This repository contains the code and dataset for our ICLR 26 paper "Language-guided Open-world Video Anomaly Detection under Weak Supervision"
Video anomaly detection (VAD) aims to detect anomalies that deviate from what is expected. In open-world scenarios, the expected events may change as requirements change. For example, not wearing a mask may be considered abnormal during a flu outbreak but normal otherwise. However, existing methods assume that the definition of anomalies is invariable, and thus are not applicable to the open world. To address this, we propose a novel open-world VAD paradigm with variable definitions, allowing guided detection through user-provided natural language at inference time. This paradigm necessitates establishing a robust mapping from video and textual definition to anomaly scores. Therefore, we propose LaGoVAD (Language-guided Open-world Video Anomaly Detector), a model that dynamically adapts anomaly definitions with two regularization strategies: diversifying the relative durations of anomalies via dynamic video synthesis, and enhancing feature robustness through contrastive learning with negative mining. Training such adaptable models requires diverse anomaly definitions, but existing datasets typically provide labels without semantic descriptions. To bridge this gap, we collect PreVAD (Pre-training Video Anomaly Dataset), the largest and most diverse video anomaly dataset to date, featuring 35,279 annotated videos with multi-level category labels and descriptions that explicitly define anomalies.

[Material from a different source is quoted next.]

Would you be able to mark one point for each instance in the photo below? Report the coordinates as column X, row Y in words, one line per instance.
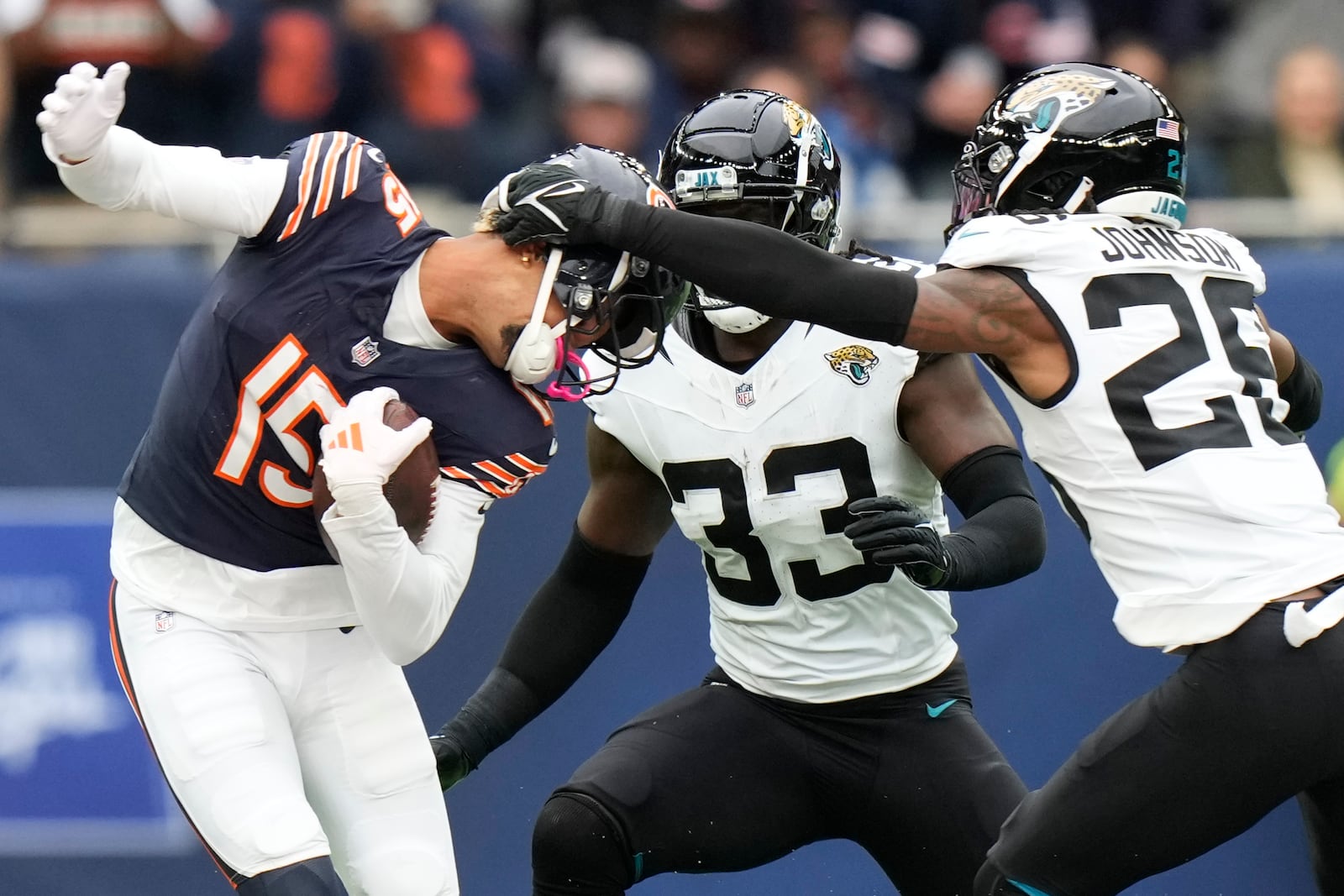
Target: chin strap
column 569, row 392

Zero-shot experiments on seven datasets demonstrate SOTA performance.
- [2026.05] We have released the pretrained weights of LaGoVAD! 🚀
- [2026.05] The dataset is now available for download without any application required.
- [2026.03] We have released the PreVAD dataset on Hugging Face! 🤗
- [2026.02] We have released the code of LaGoVAD! 🔥
- [2026.02] Our paper has been accepted to ICLR 2026! 🎉
- [2025.09] We have released the annotations and features of PreVAD dataset. We also provide the codes to build the dataset.
We are continuously building this repo!
- Release PreVAD annotations and features
- Release PreVAD raw videos (only private sharing due to restrictions of platforms)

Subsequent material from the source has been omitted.